Former U.S. Ambassador to NATO and current professor at Harvard’s Kennedy School of Government Nicholas Burns helps explain what happened in Helsinki (and since), the damage being done to the U.S., and our position in the world.
Thanks to the Cook Political Report for sponsoring this episode.
Amb. Nicholas Burns Bonus Q: Why Don’t U.S. Public Officials Resign More Often?
Chris Riback: Why don’t American public officials resign more often?
Nicholas Burns: What an extraordinary question. We don’t have a tradition of it. In other countries, Britain, is one. There is a tradition when public officials disagree on an issue of great consequence. Perhaps even ethical and moral consequence, that they resign. We don’t appear to have that tradition. Our tradition is you serve. You serve at the pleasure of the President, and the Executive branch. You serve because the public good is enhanced by your service, even if you disagree, you still must serve. That’s more the tradition, but there’re exceptions.

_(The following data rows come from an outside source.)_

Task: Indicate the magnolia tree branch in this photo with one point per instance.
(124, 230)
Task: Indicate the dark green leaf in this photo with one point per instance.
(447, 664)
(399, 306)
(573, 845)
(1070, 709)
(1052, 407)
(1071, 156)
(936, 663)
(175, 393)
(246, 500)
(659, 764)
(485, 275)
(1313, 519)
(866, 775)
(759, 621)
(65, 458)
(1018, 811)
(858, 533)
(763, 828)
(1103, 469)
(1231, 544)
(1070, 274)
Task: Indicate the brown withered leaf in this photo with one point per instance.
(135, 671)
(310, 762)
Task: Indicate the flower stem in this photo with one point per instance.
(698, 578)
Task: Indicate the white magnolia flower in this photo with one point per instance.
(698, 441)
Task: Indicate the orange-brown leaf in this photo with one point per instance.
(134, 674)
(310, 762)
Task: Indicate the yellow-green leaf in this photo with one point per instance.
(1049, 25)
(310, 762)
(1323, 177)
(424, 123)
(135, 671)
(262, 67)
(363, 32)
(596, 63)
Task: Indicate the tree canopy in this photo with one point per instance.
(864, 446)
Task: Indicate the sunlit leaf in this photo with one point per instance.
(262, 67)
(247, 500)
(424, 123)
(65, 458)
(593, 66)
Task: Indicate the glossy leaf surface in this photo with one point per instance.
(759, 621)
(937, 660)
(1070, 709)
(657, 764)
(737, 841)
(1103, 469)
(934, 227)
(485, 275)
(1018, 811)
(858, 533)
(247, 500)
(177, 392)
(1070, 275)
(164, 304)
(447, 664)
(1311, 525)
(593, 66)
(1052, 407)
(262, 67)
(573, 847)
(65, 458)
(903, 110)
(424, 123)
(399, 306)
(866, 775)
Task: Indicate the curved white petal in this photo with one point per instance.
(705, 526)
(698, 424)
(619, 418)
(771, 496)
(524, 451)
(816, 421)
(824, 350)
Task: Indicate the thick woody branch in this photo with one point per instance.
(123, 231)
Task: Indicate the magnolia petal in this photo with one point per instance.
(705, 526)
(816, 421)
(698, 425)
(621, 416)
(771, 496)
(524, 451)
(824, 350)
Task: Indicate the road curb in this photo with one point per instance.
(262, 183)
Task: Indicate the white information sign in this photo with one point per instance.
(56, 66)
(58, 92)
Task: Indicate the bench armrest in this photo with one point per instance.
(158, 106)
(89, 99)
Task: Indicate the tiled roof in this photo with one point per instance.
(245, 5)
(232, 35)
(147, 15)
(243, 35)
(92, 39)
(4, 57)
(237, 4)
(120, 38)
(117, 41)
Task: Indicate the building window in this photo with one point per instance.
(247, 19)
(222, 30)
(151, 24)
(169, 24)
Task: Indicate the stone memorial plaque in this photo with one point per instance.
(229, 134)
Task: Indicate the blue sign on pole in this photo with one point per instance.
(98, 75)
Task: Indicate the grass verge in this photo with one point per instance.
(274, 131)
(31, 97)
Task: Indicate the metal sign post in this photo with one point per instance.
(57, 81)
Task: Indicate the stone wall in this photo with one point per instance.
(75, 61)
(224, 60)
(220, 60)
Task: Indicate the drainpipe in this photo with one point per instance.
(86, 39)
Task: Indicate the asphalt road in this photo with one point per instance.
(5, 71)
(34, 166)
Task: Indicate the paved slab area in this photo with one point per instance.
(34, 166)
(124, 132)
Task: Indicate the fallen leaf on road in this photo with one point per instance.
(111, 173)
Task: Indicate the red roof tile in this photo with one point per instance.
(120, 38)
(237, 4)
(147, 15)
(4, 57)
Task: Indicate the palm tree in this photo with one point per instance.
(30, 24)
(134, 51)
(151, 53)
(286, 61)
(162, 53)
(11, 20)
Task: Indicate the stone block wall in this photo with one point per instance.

A friend of mine, Brady Kiesling, American Foreign Service Officer, resigned in opposition to the Iraq war in 2003. Wrote a book about it, was very vocal about it.I thought he had every right to do that. And it’s a struggle for people inside government when you contest an idea, privately, behind the scenes in government. And when you end up on the losing side, you’re sometimes asked to go out and support it publicly. That’s the nature of public service.
So your question leads to this fine line. What am I willing to do in service to my country? And what am I not willing to do? And I think everybody goes into politics, or public service, at any level, state, city-state, federal, international, has to have that question firmly in mind. Are there things that I’m not willing to do for the government? Of course there are, and so you’ve always got to keep that in mind.